VW, Daimler and BMW conspired to limit dev and rollout of emission cleaning tech - rcMgD2BwE72F
https://www.dw.com/cda/en/european-commission-finds-german-automakers-illegally-colluded-on-emissions-technology/a-48218578
======
rcMgD2BwE72F
Main findings of the investigation by EU's antitrust regulator (article
extract):

* From 2006 to 2014, the three German automakers conspired to limit the development and roll-out of emission cleaning technology for passenger cars sold in Europe.

* The talks were aimed at restricting competition and "breached EU antitrust rules."

* Two types of technology specifically were restricted: one to reduce nitrogen oxide emissions from diesel cars, and another to reduce harmful particulate matter from petrol engine cars.

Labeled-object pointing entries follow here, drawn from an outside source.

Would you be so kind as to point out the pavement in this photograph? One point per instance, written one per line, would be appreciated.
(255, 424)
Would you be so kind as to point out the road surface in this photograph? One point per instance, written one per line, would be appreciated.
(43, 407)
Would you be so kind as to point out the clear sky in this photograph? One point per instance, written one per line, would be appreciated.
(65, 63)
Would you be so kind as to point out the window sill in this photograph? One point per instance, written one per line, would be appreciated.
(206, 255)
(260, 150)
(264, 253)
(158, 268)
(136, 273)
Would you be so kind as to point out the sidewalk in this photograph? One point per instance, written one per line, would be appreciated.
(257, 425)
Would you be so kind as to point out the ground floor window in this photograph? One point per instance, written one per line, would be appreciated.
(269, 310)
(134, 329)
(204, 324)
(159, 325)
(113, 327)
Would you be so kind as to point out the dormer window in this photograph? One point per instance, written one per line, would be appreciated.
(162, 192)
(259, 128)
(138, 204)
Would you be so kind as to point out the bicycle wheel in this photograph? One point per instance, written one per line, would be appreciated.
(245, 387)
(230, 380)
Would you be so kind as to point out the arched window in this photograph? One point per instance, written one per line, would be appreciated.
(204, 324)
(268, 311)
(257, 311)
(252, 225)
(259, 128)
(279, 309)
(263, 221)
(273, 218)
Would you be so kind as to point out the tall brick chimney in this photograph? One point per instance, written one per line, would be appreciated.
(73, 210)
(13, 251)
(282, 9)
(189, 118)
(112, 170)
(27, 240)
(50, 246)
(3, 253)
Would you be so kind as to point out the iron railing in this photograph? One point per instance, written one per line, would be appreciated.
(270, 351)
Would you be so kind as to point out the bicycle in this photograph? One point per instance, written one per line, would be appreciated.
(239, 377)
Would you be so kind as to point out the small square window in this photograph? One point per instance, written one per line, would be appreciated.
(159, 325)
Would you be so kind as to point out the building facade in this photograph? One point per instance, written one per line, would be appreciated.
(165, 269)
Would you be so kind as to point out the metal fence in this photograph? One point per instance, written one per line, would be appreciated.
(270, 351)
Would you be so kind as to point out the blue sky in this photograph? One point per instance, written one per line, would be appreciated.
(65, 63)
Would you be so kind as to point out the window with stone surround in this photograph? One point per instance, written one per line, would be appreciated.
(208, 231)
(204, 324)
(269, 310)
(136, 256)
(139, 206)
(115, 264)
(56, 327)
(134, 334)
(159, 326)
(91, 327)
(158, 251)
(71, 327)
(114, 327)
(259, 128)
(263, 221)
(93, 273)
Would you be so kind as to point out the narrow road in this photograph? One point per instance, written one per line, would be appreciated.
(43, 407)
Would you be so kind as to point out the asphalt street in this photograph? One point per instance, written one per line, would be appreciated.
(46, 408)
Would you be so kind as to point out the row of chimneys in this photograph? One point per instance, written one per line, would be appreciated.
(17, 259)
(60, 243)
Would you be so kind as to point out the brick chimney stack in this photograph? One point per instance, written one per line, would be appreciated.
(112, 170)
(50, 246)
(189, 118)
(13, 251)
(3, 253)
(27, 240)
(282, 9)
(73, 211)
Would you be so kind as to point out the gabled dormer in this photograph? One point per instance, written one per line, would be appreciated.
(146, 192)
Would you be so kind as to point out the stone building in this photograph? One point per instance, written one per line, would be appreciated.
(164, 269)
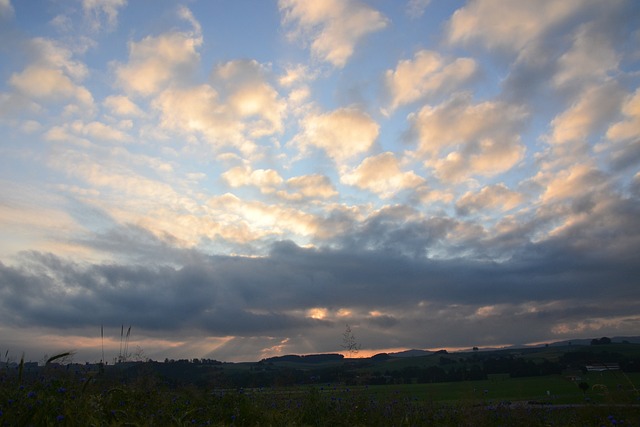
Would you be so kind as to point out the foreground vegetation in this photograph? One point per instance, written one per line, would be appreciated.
(66, 397)
(545, 387)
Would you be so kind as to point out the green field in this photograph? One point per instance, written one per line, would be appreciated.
(610, 387)
(65, 398)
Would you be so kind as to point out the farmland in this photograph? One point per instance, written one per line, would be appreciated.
(315, 391)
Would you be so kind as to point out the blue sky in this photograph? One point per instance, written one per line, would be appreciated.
(241, 179)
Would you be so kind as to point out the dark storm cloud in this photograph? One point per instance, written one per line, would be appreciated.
(262, 296)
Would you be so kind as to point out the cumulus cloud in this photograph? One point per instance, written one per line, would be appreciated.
(342, 133)
(592, 56)
(629, 127)
(53, 75)
(510, 26)
(497, 196)
(382, 174)
(265, 179)
(249, 95)
(485, 140)
(122, 106)
(416, 8)
(596, 106)
(427, 73)
(156, 62)
(199, 110)
(95, 9)
(308, 187)
(333, 27)
(6, 9)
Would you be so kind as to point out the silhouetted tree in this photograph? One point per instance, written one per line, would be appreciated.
(349, 342)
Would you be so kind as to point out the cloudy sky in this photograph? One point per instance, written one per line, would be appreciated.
(241, 179)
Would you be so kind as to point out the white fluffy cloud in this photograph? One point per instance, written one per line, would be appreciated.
(54, 75)
(629, 127)
(94, 9)
(333, 27)
(485, 140)
(250, 96)
(6, 10)
(382, 174)
(510, 25)
(155, 62)
(428, 72)
(265, 179)
(342, 133)
(309, 187)
(494, 197)
(594, 107)
(122, 106)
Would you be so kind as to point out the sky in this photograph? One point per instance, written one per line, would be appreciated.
(242, 179)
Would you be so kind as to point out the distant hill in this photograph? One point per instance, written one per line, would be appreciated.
(309, 358)
(411, 353)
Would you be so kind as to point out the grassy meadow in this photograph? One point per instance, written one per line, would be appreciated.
(63, 396)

* The companies "denied consumers the opportunity to buy less polluting cars" despite the technology being available.

IMO: the Dieselgate is still known as the "Volkswagen emissions scandal" (e.g
see the title of the main Wikipedia article on the subject) and yet, the
deeper we go down the rabbit hole, the more this appears to be an industry-
wide conspiracy. Is there any other case as global and catastrophic as this
one, in terms of collusion against regulations, people's health and the
environment?

------
rcMgD2BwE72F
>A Daimler spokesperson said that they were cooperating with investigators,
but that the company does not expect to be fined as a result of the probe.

Why?